To be honest, I didn't think I'd make it to the top of the castle to do the kiss and I didn't like the look of the queue of people climbing the steep and probably slippery spiral steps to the top of the wall! Then I heard that once you start the climb, the people climbing behind you mean you can't change your mind, turn around and go back. 60 acres of parklands which include gardens, avenues, arboretums and waterways sounded a lot more attractive.
The grounds are a delight to explore with a poison garden where everything that grows can kill you if ingested in sufficient quantities. Some of the plants are so toxic that they are covered in metal cages to deter people from trying to touch them or, in the case of cannabis, pick a few leaves. The gardeners have kept up with the times and included Mandrake and Wolfbane, used by Hogwarts students in the Harry Potter books.

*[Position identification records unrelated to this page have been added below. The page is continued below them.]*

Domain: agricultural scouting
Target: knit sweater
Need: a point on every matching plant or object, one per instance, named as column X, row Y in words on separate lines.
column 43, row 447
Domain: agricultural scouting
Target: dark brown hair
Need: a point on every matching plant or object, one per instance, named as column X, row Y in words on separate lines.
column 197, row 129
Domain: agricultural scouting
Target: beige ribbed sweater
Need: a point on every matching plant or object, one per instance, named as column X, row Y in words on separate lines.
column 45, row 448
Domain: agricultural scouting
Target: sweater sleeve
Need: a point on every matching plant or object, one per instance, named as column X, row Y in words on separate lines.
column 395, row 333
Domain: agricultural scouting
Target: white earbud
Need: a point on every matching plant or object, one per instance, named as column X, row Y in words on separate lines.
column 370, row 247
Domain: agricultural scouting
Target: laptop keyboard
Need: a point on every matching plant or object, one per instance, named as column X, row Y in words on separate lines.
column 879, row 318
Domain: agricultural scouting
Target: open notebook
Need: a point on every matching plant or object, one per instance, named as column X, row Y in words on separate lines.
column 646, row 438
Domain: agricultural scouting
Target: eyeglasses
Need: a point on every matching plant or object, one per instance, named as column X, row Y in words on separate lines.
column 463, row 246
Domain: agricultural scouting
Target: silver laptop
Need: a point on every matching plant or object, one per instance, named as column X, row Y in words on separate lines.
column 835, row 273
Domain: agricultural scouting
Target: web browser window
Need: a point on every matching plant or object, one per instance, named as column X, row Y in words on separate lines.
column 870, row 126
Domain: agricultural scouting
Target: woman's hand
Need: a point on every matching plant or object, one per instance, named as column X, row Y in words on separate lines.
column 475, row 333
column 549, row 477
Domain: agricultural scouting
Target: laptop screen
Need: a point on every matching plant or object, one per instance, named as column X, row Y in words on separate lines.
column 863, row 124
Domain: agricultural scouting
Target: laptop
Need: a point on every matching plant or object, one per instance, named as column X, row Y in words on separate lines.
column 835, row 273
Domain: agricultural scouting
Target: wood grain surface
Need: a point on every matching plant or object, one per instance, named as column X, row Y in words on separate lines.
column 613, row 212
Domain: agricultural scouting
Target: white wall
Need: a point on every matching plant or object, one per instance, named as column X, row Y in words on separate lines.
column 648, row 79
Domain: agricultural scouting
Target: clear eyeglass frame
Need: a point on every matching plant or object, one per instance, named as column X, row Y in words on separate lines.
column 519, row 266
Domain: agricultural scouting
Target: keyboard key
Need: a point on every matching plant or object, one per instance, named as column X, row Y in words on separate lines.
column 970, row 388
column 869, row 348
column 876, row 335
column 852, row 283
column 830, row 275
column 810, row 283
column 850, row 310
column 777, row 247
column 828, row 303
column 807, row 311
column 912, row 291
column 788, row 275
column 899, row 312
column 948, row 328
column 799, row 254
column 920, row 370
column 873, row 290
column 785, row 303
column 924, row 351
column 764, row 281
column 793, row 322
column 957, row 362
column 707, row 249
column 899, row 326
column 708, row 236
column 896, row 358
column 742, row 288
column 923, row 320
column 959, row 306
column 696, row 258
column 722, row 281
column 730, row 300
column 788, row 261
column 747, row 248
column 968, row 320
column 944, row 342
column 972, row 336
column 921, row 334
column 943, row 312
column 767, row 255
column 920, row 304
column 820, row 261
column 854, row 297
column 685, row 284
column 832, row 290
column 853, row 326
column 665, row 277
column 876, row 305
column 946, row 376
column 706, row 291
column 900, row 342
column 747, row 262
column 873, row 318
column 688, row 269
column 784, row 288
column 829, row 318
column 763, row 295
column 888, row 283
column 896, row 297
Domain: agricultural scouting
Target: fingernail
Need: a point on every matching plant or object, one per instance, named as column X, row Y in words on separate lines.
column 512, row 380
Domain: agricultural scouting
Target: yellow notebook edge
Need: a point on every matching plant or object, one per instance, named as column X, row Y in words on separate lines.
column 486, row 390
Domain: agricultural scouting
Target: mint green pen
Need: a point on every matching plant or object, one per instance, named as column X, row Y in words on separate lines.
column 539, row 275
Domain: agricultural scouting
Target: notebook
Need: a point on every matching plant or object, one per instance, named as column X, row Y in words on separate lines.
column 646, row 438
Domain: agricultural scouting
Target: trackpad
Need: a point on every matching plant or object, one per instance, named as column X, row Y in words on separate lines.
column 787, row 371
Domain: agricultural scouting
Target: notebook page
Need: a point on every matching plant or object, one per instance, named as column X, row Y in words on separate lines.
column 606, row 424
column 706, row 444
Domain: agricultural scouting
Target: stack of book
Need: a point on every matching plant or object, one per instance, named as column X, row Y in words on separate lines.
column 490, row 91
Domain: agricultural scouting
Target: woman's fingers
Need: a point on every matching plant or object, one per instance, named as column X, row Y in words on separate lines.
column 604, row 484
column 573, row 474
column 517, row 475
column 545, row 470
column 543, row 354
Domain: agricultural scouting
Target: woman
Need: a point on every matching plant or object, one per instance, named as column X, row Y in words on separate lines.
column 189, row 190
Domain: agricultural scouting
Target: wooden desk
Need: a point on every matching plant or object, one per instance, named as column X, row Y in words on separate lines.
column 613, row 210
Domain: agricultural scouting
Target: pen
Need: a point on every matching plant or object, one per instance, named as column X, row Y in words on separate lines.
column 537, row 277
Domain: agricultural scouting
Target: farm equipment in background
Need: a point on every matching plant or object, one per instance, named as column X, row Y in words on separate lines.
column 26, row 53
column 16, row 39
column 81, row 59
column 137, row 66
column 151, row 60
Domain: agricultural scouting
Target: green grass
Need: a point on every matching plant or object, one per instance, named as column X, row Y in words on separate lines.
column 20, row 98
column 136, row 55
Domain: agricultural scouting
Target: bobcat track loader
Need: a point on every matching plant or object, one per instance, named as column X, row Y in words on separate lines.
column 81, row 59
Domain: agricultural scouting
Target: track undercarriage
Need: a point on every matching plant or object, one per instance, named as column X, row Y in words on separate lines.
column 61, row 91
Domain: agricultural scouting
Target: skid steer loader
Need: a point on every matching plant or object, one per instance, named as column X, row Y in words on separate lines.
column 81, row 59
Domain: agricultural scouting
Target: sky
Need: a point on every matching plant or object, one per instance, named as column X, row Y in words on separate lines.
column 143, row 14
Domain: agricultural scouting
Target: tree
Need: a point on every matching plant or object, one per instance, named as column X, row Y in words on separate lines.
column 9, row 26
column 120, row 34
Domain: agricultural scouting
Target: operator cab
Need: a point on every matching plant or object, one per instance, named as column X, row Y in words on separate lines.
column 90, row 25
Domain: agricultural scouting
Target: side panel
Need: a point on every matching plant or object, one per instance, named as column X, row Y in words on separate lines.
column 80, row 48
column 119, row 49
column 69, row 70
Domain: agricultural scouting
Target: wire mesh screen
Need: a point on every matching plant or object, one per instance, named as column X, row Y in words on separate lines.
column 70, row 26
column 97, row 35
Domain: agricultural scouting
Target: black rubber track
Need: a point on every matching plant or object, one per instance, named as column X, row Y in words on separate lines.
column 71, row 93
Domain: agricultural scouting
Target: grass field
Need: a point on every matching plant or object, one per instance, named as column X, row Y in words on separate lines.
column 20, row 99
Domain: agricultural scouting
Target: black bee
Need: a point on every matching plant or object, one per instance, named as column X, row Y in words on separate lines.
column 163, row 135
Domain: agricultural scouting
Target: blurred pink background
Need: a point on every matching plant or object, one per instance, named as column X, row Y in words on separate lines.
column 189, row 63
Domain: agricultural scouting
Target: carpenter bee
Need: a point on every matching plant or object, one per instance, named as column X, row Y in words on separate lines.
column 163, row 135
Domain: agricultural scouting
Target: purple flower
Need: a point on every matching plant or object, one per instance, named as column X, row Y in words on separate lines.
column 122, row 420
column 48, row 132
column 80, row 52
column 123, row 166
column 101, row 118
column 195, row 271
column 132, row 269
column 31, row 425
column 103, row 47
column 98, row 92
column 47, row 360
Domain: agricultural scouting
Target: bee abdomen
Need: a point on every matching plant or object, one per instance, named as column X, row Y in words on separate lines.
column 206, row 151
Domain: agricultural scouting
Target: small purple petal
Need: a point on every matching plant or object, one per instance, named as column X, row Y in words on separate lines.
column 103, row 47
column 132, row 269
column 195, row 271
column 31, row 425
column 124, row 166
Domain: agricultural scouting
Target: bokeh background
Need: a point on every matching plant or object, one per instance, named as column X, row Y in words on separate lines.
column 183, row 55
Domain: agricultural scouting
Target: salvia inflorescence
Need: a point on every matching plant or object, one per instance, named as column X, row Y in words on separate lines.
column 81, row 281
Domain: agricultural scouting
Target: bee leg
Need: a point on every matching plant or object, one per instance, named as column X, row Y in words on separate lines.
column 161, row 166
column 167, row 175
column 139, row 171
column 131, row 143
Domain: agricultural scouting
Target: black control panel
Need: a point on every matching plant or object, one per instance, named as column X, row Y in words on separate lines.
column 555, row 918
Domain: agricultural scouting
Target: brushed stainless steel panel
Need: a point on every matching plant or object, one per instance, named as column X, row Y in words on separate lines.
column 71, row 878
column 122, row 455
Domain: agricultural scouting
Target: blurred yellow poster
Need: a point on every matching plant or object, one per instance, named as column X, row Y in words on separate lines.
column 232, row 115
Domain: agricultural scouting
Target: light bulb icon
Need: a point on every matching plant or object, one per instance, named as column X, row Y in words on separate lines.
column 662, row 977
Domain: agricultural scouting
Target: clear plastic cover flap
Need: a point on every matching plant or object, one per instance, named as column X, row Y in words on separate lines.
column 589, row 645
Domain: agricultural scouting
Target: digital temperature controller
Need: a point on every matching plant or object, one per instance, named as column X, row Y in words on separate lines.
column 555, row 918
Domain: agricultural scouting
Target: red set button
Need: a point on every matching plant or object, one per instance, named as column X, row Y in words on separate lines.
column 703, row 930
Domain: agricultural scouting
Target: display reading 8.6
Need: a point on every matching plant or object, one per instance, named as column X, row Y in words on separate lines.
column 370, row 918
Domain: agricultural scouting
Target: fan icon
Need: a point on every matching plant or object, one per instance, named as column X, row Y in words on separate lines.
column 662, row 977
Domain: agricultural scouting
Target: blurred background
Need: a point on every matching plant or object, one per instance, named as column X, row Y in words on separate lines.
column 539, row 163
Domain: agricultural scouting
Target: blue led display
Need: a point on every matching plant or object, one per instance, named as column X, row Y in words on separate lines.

Unfortunately we didn't have half a day to spend here. I would have liked to see a lot more. I think I found the main attractions, the Fern Garden, the Bog Garden and the riverside walk near Badger's Cave.
the Fern Garden
Badgers Cave. Legend has it that it connects three underground passages: One to Cork, one to the lake and one all the way to Kerry.
It was at Badgers Cave that I was told off by a Swiss tourist for my unsuitable footwear - "I know, I am Swiss! You must not go further." Idiot! My footwear was very suitable for walking and I wasn't planning on battering down the grill at the entrance to the cave proper to see if it went to Cork or Kerry. And I wasn't expecting the footwear police!
I like the quirky touches:
a tree house
added colour to the plants
Just one more ruin to see in Ireland - Cashel Rock also known as Cashel of the Kings and St. Patrick's Rock. It sits high above the town on a limestone outcrop with commanding views over the surrounding grassy plains. This was the seat of power of the Munster kings prior to the Norman invasion, and the 12th to 15th century ruins are well worth seeing. The round tower dates from around 1100 and it's in excellent condition.
But the largest structure, the cathedral, is a shell, and the only a portion of the still intact chapel was open due to renovations.
The guided tour took about an hour. then there was time to wander in the graveyard for one last touch of ancient celtic crosses and admire the view.
Hore Abbey sits a little distance away and, had I been on my own, I wouldn't have missed seeing it up close.
A few hours drive up an excellent dual lane highway and we were back in Dublin - crowds, traffic, noise - saying goodbye to fellow travellers.
One more night of sitting with a beer listening to Irish music and my Irish experience would be over. Tomorrow I would board a plane to Scotland. But I'd leave a piece of my heart here in Ireland. I think this little fellow knows how I feel. He's found a treasure and doesn't want to let go of it.